By DENNIS MINTUN
It seems our society has become more and more “immune” to bad news in recent years. A prime example is, when it comes to mass shootings. There was a time, not long ago, when every major TV network would immediately pre-empt whatever was on, and spend hours... or even days, covering the tragedy. Now, most networks just issue a brief bulletin, then tell viewers to tune into their regularly scheduled news for more details.
But, maybe it isn’t really the case that we are “immune” to the bad news. Maybe it’s just that there is so much of it that we become overloaded with a feeling of helplessness. After all, what can WE do about it? Our culture has also become one where the bad news has more impact than the good news. One very good and worthwhile charity has a television advertisement that this author absolutely hates. In the commercial, they say, “one in every five children diagnosed with cancer will not survive.” The reason it infuriates me so is that I am old enough to remember a time when a diagnosis of cancer was almost always a death sentence. What about saying, “four out of five children diagnosed with cancer will live... and we need your help to make that five out of five?”
What's needed is a major societal shift - from negative to positive. The first way to do that is to look for the good in even the worst disaster. When my son died of a heart defect at two years old, I was obviously devastated. But, what kept me going was the memories of the two years of love and joy I had with him. And, other good things came out of that tragedy: doctors were able to improve on infant heart surgery and my son’s donated organs allowed two other children to live - and gave sight to a little girl who had been born blind.
Yes, there are a lot of things we could do to limit disasters such as mass shootings. All it takes is a little common sense, and people banding together to get our politicians to do what is needed. New Zealand had ONE mass shooting... and immediately moved to ban assault weapons.
There are many other examples: For instance, instead of spending millions of dollars to “warehouse” people in prisons, what about spending some of that money to find ways to help those people become productive members of society?
We can use our experiences... even disasters and tragedies... to make things better. Why is it that, out of millions of airline flights, there are very few plane crashes? It’s because, whenever there is a crash, thousands of hours are spent going over every detail, with the idea to prevent the same thing from happening again. Why don't we (and our government) do that with other things? Many “criminals” could be helped through counseling, therapy, etc. to prevent the “disaster” that landed them in prison from happening again, for example.
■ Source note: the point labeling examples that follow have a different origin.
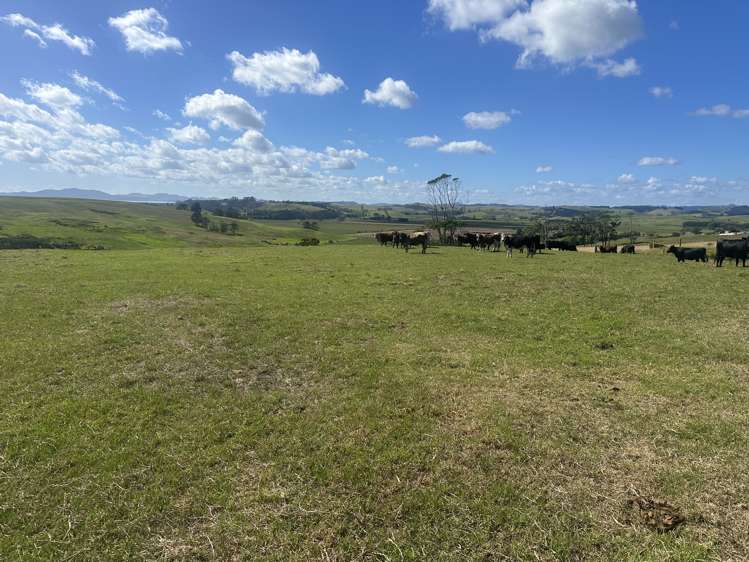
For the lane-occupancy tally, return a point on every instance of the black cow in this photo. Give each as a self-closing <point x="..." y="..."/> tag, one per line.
<point x="518" y="242"/>
<point x="734" y="249"/>
<point x="415" y="239"/>
<point x="688" y="254"/>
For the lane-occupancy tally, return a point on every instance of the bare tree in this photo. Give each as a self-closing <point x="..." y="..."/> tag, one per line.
<point x="444" y="197"/>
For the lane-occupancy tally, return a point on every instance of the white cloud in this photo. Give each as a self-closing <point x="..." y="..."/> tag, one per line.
<point x="466" y="147"/>
<point x="36" y="37"/>
<point x="54" y="32"/>
<point x="661" y="92"/>
<point x="287" y="70"/>
<point x="221" y="108"/>
<point x="52" y="95"/>
<point x="89" y="84"/>
<point x="254" y="140"/>
<point x="563" y="31"/>
<point x="657" y="161"/>
<point x="626" y="178"/>
<point x="486" y="119"/>
<point x="190" y="134"/>
<point x="391" y="92"/>
<point x="722" y="110"/>
<point x="423" y="141"/>
<point x="144" y="31"/>
<point x="610" y="67"/>
<point x="466" y="14"/>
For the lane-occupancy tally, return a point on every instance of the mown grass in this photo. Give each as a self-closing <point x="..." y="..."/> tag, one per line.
<point x="126" y="226"/>
<point x="358" y="403"/>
The other thing that we need for a societal shift is to bring our focus around to good news. One of my favorite authors and motivational speakers is a man by the name of Zig Ziglar. He often asked, “why does the weatherman say there’s a 30% chance of rain? Why can't he say there’s a 70% chance of sunshine?” That may be an over simplification, but the point stands. We should look for the good. As one song says, “we sure could use a little good news today!”